Todo lo cual difícilmente explica la rabia que seguí pugnando por salir. A menos que se consideren las palabras que precedieron a su arribo: Creo que ya me jodí. Una variable que desquicia la ecuación entera, pues en principio Pig no podía culpar a otro que a sí mismo por esa indefensión rayana en servidumbre y disfrazada ante su ego de medida táctica. ¿No habría sido también una medida táctica, más eficaz y menos enfermiza, el inmediato contraataque: la afirmación sincera y visceral de sus deseos concretos? ¿No podía rehusarse a jugar esos juegos, a obedecer un reglamento ilegible, arbitrario, abusivo, tanto que ni siquiera conseguía por lo pronto burlarlo? ¿No habría resultado cuando menos preferible cobrar allí, al contado, esas afrentas, en lugar de archivarlas y sumarles noche a noche los réditos de un rencor sin contornos? No para él, ni para ella. Nunca y de ningún modo cuando lo que uno busca no es construir, ni ascender, ni salvarse, sino precisamente caer con el estrépito de lo inminente.
.- ¿Te gusta la montaña rusa? -volvió Pig al ataque, de nuevo rencoroso, cobrador, sarcástico.
.-No sé, no me he subido -lo sorprendió Violetta. Y lo obligó a creer en su inocencia cuando propuso-: ¿Vamos?
.- ¿Cuándo? -Pig no sabía controlar sus entusiasmos, ni tampoco ocultar sus descontroles.
.- ¿Cuándo va a ser? ¡Ayer, idiota -¿Hoy? ¿Ahorita? -y sonreía sin limite, cual si ese insulto divertido, poco menos que afectuoso, fuese la más selecta de las alabanzas.
.- ¿Tenemos algo más tú y yo que ahorita? consultó el reloj en la pared.
.- No sé si hoy esté abierto, ni a qué hora cierran los juegos -titubeó Pig, detestándose por ello, pero aún protegiéndose de no sabía qué (puesto que, como minutos antes calculó, ya se había jodido, y quien se jode acepta sin reparos).
.- ¿Quieres llevarme o no? -se ensombreció Violetta, sin ocultar el tono de amenaza que otra vez ponía a Pig con el filo en el cuello.

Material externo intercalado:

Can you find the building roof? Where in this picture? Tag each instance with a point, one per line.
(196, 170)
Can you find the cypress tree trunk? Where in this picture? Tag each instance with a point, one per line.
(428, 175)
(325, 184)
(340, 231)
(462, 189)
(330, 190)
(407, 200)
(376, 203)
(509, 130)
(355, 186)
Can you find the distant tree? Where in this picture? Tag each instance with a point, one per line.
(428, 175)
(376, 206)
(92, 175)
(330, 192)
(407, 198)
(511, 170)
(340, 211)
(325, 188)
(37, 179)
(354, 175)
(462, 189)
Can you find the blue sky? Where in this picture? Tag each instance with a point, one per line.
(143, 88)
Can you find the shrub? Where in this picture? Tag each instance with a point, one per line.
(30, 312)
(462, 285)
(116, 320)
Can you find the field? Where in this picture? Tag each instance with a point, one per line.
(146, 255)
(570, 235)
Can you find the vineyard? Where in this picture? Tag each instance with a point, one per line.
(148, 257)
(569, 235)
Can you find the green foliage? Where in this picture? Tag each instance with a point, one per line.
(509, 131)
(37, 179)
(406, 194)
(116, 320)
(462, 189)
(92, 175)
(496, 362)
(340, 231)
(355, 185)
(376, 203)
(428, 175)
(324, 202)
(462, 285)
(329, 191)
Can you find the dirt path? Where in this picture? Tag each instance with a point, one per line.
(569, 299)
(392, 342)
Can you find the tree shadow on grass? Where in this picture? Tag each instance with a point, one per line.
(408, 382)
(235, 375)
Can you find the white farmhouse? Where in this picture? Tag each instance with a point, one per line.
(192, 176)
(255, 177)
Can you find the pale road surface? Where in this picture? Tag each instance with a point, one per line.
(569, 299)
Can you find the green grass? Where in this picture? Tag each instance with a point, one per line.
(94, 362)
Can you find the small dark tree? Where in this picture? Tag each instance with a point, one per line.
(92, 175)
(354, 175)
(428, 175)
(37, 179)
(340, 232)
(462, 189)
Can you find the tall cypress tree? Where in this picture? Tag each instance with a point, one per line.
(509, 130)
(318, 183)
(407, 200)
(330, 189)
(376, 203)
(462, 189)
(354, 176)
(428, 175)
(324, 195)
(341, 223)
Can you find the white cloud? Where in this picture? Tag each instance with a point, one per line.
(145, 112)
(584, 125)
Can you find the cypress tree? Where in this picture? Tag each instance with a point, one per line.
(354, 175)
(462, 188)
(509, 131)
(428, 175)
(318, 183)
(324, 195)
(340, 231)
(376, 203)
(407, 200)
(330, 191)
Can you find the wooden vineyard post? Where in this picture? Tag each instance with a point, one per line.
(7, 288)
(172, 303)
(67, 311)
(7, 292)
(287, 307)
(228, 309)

.-Quiero -lapidó Pig, alzó la mano como un periscopio, localizó al mesero, le hizo un par de señas, todo en un solo impulso, llevado por la prisa de acelerar a fondo y prolongar el tiempo que no tenía tiempo: las horas con Rosalba. Se detuvo un segundo, rectificó: Violetta, sin abrir ni la boca porque todo pasaba solamente en su conciencia sin conciencia, suspendido en la noche, como una ensoñación con leyes propias. Nada de eso era real, pensó enseguida, por eso era tan cierto. Pagó los bloodymaries, calculó la propina, la miró a las pupilas, cual si jamás hubiese titubeado.

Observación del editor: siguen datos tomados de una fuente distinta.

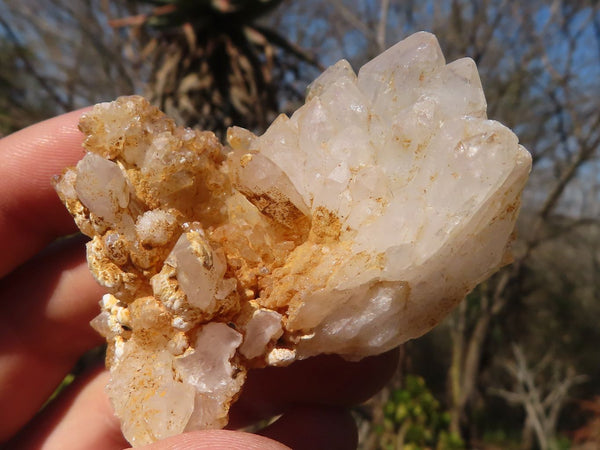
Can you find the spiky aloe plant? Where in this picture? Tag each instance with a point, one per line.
(213, 65)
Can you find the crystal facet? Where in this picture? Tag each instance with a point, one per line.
(350, 227)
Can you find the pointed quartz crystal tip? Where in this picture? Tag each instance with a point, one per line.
(350, 227)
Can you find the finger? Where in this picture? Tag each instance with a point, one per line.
(81, 417)
(321, 380)
(217, 440)
(314, 428)
(44, 328)
(31, 214)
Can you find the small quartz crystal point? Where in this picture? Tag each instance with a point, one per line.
(350, 227)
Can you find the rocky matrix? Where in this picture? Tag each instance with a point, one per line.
(349, 228)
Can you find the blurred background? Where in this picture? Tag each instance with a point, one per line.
(517, 365)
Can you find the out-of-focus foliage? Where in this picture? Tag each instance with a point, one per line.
(214, 64)
(219, 62)
(414, 420)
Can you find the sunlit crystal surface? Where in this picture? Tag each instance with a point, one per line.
(350, 227)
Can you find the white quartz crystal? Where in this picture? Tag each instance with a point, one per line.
(350, 227)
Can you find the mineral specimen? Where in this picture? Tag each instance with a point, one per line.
(352, 226)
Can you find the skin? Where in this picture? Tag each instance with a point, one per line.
(48, 298)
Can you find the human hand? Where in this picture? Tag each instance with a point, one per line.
(48, 297)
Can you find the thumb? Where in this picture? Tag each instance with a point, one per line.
(217, 440)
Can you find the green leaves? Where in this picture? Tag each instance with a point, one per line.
(414, 420)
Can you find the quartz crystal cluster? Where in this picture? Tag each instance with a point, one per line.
(350, 227)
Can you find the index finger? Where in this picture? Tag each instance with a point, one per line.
(31, 215)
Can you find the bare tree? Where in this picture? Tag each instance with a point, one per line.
(541, 390)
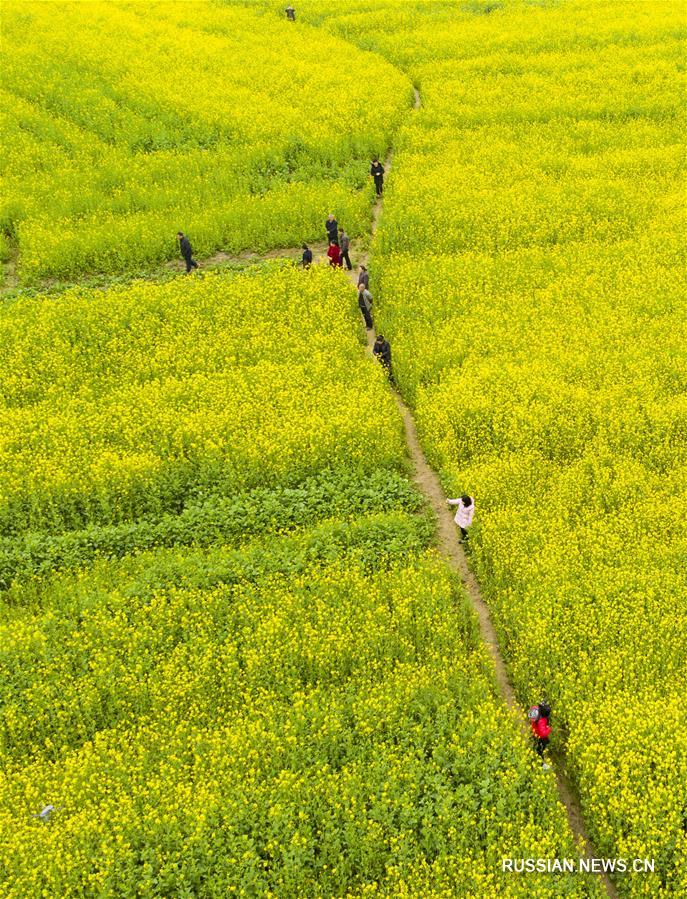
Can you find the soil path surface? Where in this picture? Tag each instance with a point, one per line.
(452, 551)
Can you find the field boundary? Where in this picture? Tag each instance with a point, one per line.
(451, 550)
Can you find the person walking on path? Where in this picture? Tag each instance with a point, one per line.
(334, 254)
(186, 251)
(365, 305)
(382, 351)
(464, 514)
(345, 244)
(377, 172)
(332, 227)
(540, 722)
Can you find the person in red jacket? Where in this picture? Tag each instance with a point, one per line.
(334, 253)
(540, 722)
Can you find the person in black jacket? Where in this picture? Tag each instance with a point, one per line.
(382, 351)
(365, 306)
(186, 251)
(332, 227)
(377, 172)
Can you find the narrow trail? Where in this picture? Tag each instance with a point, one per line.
(452, 551)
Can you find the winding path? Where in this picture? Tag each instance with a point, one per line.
(452, 551)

.-Ya te jodiste, Violetta -dictaminó sonriendo, buscando un poco dar la pinta de Gioconda y al fin ser él, sólo él quien poseyera el alma del enigma. Si es que cabía un enigma detrás de una mirada que, como la suya, parecía a todas luces enorgullecerse de su apuesta. Ojos que juegan, como los de un niño, a sembrar dudas, miedos y tenebras, al tiempo que proclaman frente al casino entero: ¡Va mi resto!